Interestingly, following multi-locus analysis of isolates successfully characterised at all the three markers we found the majority of patients being infected with one MLG previously reported in the majority of patients of a study in Sweden [7]. Similarly to what was observed for assemblage A, we also observed a high number of novel assemblage B MLGs showing different combinations of bg, gdh and tpi subtypes.
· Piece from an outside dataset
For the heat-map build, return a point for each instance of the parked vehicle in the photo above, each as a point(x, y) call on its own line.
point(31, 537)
Our results confirmed the need for a novel DNA sequence-based classification system applicable for the genotyping of Giardia parasites below the assemblage level. Although the use of the bg, gdh and tpi loci seems to produce relatively consistent typing results for assemblage A sub-assemblages (supported by both phylogenetic and multi-locus analysis), it is clearly limited in its applicability for the assemblage B sub-typing. The extremely high sequence variation observed in assemblage B parasites (often involving a single nucleotidic difference between isolates) and the poor resolution of phylogenetic analyses complicate enormously the assignment of isolates to a specific sub-assemblage. The sub-groups BIII and BIV originally identified using allozyme electrophoresis are not supported by DNA sequence analysis [4]. The existence of several sub-assemblages within B (as suggested by the high levels of genetic variation) should then be re-evaluated following a more comprehensive biochemical and genetic characterization, in order to determine whether these subgroups are consistent and discrete. The use of next generation sequencing (NGS) technologies would be of great help in determining the extent of genetic sub-structuring within assemblages at a whole-genome level and in identifying either genes that are less affected by allele sequence heterozygosity or genes that are unique to particular sub-assemblages [25]. Such approach has been recently used to compare the genomes of two Giardia assemblage B isolates, leading to the identification of up to 70 polymorphic genes for potential use in sub-assemblage genotyping [27]. These genes could then be incorporated in multiplex real-time PCR assays allowing the sensitive and univocal identification of assemblage B sub-assemblages in faecal DNA samples.

Conclusions

This study has shown that the molecular diversity of Giardia in symptomatic patients from North West England is largely similar to other areas of Europe, and that the two assemblages may differ in their distribution amongst people of different ages and in the illness they cause. The majority of infections were caused by assemblage B alone, followed by infections with sub-assemblage AII. Molecular analysis at both the single-locus and multi-locus level revealed the occurrence of both novel and already described sub-types, with assemblage B parasites showing a significantly higher diversity compared with assemblage A parasites. We have also generated the first data on the parasite multi-locus genotypes for the UK, showing the presence of both already described and novel genotypes. The unambiguous genotyping of a large number of assemblage B isolates was prevented by the high frequency of heterogeneous sequences. There is an urgent need for the development of novel and more robust genetic markers for this group of parasites to be incorporated into a reliable multi-locus genotyping method. The use of multi-locus sequence typing may help in the future to identify infection sources and the dynamics of spread in household clusters.